7 thoughts on “I feel like I can’t breathe

  1. I know this feeling. Actually, I’ve been through both these experiences. And while I can’t speak for your grandmother, I can speak about the grad school process. It’s a nightmare, but the SECOND, and I mean the very second, you step foot on your future campus, you will forget about every part of the admissions process.

    Also, on the rejection thing, I applied to six schools: got into two, waitlisted at two, and rejected from two. Even though it hurt, it was the best thing for me. It made my decision much easier and the school I went to was ultimately the right choice. Life has a way of helping you along and this stress and anxiety, while insurmountable now, will disappear. Even if your future doesn’t involve grad school, it will be okay. You’ll still be you and you’ve still got so much to offer the world!

    If you ever want to talk, feel free to reach out. I’m more than happy to talk to you about my journey. And if you want to keep it private, my e-mail is available on my about page – no pressure though!

    Best of luck on your journey! I’ll be reading along the way! 🙂

    Liked by 1 person

    1. Aww thank you for saying this. It was a sweet message.

      I guess the universe was pointing you in the right direction and made it an easier choice.

      I am a big believer that everything happens for a reason. When I was applying to undergrad it was a journey. With a Caribbean education background trying to apply as a domestic student, it was an expensive struggle. And in the end, I do not regret where I did my undergrad. This time around, it has been a different experience, and I am hoping that it all works out in the end.

      Liked by 1 person

      1. I understand the struggle, I do. It’s also so hard to focus on the bigger picture when it’s all that’s consuming you at that moment. But I believe you’ll arrive at what was meant for you too! 🙂

        Liked by 1 person

  2. As for feeling like a failure, I have been there… at times, I still question whether I am cut out for any of this.

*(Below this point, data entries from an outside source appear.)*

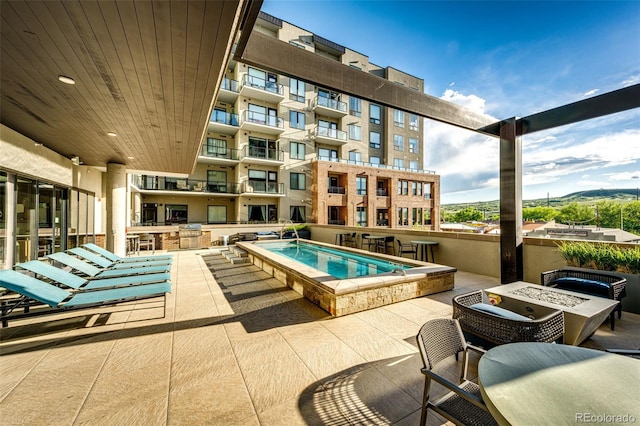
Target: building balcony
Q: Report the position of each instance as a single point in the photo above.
(185, 186)
(229, 91)
(262, 123)
(222, 122)
(260, 155)
(272, 189)
(258, 88)
(216, 155)
(329, 107)
(329, 136)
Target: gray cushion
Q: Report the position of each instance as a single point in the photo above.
(498, 311)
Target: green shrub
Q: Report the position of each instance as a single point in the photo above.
(601, 256)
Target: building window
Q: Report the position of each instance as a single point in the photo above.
(375, 114)
(296, 90)
(216, 147)
(355, 106)
(361, 216)
(263, 181)
(298, 181)
(414, 122)
(413, 145)
(355, 132)
(398, 118)
(327, 154)
(398, 142)
(216, 214)
(297, 214)
(355, 157)
(263, 148)
(296, 120)
(416, 216)
(176, 213)
(403, 216)
(361, 185)
(374, 140)
(297, 150)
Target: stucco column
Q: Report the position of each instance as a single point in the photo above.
(137, 209)
(116, 208)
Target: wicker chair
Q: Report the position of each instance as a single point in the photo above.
(439, 339)
(615, 290)
(487, 330)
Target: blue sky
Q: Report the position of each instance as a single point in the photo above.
(503, 59)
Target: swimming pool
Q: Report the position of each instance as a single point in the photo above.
(380, 280)
(335, 262)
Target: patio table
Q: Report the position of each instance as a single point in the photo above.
(422, 246)
(582, 317)
(550, 384)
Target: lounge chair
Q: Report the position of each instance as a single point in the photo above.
(35, 292)
(61, 277)
(115, 258)
(103, 262)
(95, 272)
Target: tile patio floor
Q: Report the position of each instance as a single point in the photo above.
(235, 348)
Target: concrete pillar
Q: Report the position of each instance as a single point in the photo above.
(116, 208)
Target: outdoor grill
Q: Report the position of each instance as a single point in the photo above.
(190, 235)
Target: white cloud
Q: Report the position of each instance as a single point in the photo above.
(634, 79)
(632, 175)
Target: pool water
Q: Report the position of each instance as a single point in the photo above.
(338, 263)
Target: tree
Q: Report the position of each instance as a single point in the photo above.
(577, 214)
(631, 214)
(540, 213)
(468, 214)
(609, 214)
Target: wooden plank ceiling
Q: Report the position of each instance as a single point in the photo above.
(147, 71)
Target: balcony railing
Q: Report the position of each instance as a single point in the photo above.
(162, 183)
(262, 84)
(222, 117)
(330, 104)
(262, 119)
(273, 154)
(229, 84)
(218, 152)
(264, 187)
(326, 132)
(378, 166)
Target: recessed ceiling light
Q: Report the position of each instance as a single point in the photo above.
(66, 80)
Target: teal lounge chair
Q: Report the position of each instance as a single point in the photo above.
(60, 277)
(103, 262)
(115, 258)
(95, 272)
(33, 292)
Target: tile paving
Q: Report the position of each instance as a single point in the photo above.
(236, 347)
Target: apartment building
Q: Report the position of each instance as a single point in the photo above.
(281, 148)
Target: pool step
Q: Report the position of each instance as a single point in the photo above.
(235, 255)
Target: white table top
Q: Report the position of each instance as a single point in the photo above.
(550, 384)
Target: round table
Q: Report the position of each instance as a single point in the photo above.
(550, 384)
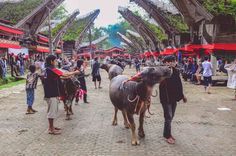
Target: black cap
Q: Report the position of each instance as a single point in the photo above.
(169, 58)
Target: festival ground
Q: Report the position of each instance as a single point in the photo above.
(199, 127)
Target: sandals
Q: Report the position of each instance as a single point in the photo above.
(170, 140)
(56, 128)
(29, 111)
(54, 132)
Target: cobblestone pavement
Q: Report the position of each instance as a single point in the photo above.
(199, 127)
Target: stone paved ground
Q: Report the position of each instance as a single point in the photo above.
(200, 129)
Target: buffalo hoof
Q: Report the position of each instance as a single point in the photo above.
(141, 134)
(68, 117)
(114, 123)
(135, 142)
(126, 125)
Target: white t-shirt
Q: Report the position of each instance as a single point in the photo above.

My 3rd year was also awful but I refuse to let it define or identify who I am. It is in the past and that’s where it stays.

    I am not sure where I learned this, but this advice helped me: Removing these labels and refusing to accept them as being a part of your identity will stop the anxiety from having power over you. Remember, your value is worth more than what your grades say. Your value is worth more than what a letter or application says.